This article originally appeared in TechCrunch here.
We recently invested in a team of co-founders who had voluntarily made their own vesting longer than four years. Four-year vesting is the industry standard. Why would someone voluntarily make it longer for themselves?
Their answer: “These days, with companies taking seven to 10 years to reach exit, it would make sense for founders to be on a similar schedule.”
This matters because the four-year co-founder vesting schedule frequently harms startup founders’ interests. Sometimes it damages their startup irreparably.
A growing number of founders are starting to realize this. I talked to quite a few about this over the last two years. Mostly, the “longer-than-four-years-vesting” founders share a similar story as well as logic. Almost always they are repeat, experienced founders. Often scarred by a co-founder separation in their prior startup, they are determined to set things up smarter in their next company.
Importantly, this group of founders assumes they are going to be the ones actually building the company. They created the company. They are the company. Nobody is forcing them out. I suspect founders who already believe this about their own startup will find this post most helpful.
Given the massive implications of co-founder vesting schedules, all startup founders should consider co-founder vesting lengths more carefully and then choose what makes sense for them. You make this decision around the time of incorporation but feel the effects over the lifetime of your company.
As far back as the 1980s, the standard startup vesting schedule was four or five years, with five being more prevalent on the East Coast. Nobody seems to remember a time it was anything different. The closest I’ve gotten to a logical answer on why it’s four years today stretches back to a pre-401(k) era, from before Reagan’s tax reforms in the ’80s. Prior to then, tax rules incentivized big company pension plans to have vesting periods of at least five years.
Startups didn’t offer traditional pension plans. Instead, startups offered employees stock, vesting over four years instead of five as a competitive move. That is all moot today. It has no relevance for startup founders in 2020.
More relevantly, time from founding to exit has gone from four years in 1999 to eight years in 2020. Yet founder vesting remains stuck at four. This is dangerous.

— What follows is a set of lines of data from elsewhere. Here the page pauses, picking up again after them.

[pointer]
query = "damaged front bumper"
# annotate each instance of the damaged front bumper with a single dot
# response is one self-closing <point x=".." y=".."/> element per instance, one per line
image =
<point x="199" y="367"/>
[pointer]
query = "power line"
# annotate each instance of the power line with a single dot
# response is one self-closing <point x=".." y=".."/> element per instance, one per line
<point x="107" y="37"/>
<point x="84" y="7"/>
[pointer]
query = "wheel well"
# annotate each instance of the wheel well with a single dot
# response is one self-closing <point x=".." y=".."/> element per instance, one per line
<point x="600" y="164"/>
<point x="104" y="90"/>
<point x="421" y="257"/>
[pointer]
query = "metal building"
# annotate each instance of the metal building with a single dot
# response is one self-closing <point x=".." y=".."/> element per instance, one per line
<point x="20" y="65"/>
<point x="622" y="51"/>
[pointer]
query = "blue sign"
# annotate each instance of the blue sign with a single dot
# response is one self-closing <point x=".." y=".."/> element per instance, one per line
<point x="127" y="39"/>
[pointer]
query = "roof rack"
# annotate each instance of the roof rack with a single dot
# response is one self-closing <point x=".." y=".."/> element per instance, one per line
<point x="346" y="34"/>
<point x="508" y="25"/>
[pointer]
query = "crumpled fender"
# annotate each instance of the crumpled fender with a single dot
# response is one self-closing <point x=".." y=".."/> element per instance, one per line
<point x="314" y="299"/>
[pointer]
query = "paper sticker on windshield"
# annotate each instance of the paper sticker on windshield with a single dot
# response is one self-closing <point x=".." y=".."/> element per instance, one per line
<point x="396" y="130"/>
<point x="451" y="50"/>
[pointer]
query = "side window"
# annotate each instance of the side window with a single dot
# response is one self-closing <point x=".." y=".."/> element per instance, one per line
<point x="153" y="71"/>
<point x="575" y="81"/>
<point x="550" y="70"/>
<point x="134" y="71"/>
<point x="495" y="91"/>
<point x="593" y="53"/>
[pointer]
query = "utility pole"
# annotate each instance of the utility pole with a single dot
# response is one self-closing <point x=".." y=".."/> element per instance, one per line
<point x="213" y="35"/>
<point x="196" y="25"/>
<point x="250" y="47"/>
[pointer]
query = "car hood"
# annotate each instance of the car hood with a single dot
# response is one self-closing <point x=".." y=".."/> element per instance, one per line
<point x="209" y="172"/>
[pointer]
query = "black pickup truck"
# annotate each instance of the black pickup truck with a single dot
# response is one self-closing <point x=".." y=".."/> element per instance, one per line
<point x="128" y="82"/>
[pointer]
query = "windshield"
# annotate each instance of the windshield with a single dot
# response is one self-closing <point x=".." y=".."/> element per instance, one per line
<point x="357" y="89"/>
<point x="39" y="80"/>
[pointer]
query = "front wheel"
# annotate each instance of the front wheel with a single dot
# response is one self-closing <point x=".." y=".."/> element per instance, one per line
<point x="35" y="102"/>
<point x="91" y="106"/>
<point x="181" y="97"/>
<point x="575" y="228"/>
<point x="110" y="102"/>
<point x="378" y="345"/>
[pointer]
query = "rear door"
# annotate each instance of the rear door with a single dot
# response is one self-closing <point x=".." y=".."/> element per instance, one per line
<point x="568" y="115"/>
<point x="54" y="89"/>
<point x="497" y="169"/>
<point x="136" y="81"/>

The problem occurs in co-founding teams of two or three equal or near-equal co-founders, when one of them departs in year two or year three and an exit is nowhere in sight. These early-inning departures are extremely common. Usually, they happen during the phase represented by the red oval below:
Let’s go through one example. Needless to say, there are an infinite number of scenarios possible. And yet, the following one is common.
We begin with a first-time founder duo — co-founder A and co-founder B. They split the equity equally, 50–50, on a four-year vesting schedule.
At inception, they both feel a 50–50 split is fair. They don’t put much thought into the vesting schedule, or they think something like: “Even if my co-founder leaves, I’ll still be on track to own my full grant. A quitting co-founder won’t be leaving with any of my equity. So I’m protected.”
Then this happens:
Here’s what the cap table looks like:
Per their vesting clause, co-founder B walks away with 22% of the cap table.
This equity owned by a departed co-founder is referred to as “dead equity.”
Dead equity is demoralizing. Even though co-founder A agreed to the vesting terms back at the time of inception, they feel differently now. “Why should co-founder B keep so much upside while I’m doing all the work for years to come?” A period of resentment about contribution:reward ratios follows.
Setting emotions aside, co-founder A has another problem. The rational way to think about the departed 22% is in terms of the opportunity cost of the dead equity.
The opportunity cost of dead equity is talent and capital. Compensating talent and raising capital are the (only) two things you can use your startup’s equity for, and you need to do both in order for your company to grow large. If you want to build a big business, the road ahead is still long and windy, and you’re going to need every bit of help you can get. If your competitors don’t have dead equity you’re literally competing with a handicap.
For this reason, VCs don’t like to invest in early startups with a lot of dead equity.
In our example, co-founder A tries to attract a “late co-founder” to replace co-founder B, but only 13% of the cap table is available for this. As soon as the late co-founder candidate sees the cap table, they become painfully aware that their ownership pales in comparison with co-founder B’s.
If instead co-founder A and B had agreed to an eight-year schedule, co-founder B would leave with 11%.
Given the risks still ahead of the business, this level of compensation is often much more fair from a value-creation standpoint. With less dead equity on the cap table, the startup is still attractive in the eyes of VCs and well-positioned to attract a strong co-founder replacement to take the company forward. The alternative can cripple the company, and even co-founder B won’t be happy owning a larger percent of zero.
While it’s better to do it when you start the company, a co-founder unit can elongate their vesting later on as well. The main requirement is that all the co-founders believe it’s in their best interest and agree to it.
Most repeat founders I’ve talked to agree that four years is too short. Personally, if I started another company, I’d pick something like eight. You definitely don’t need to. You might decide four or six is better for your co-founder unit and your company.
But try to think about what would feel fair if the journey were eight years long, since that is indeed what it takes to build something big.
Note: You can keep employees on four-year vesting to be competitive with the rest of the hiring market. This post limits its vesting suggestions to co-founders.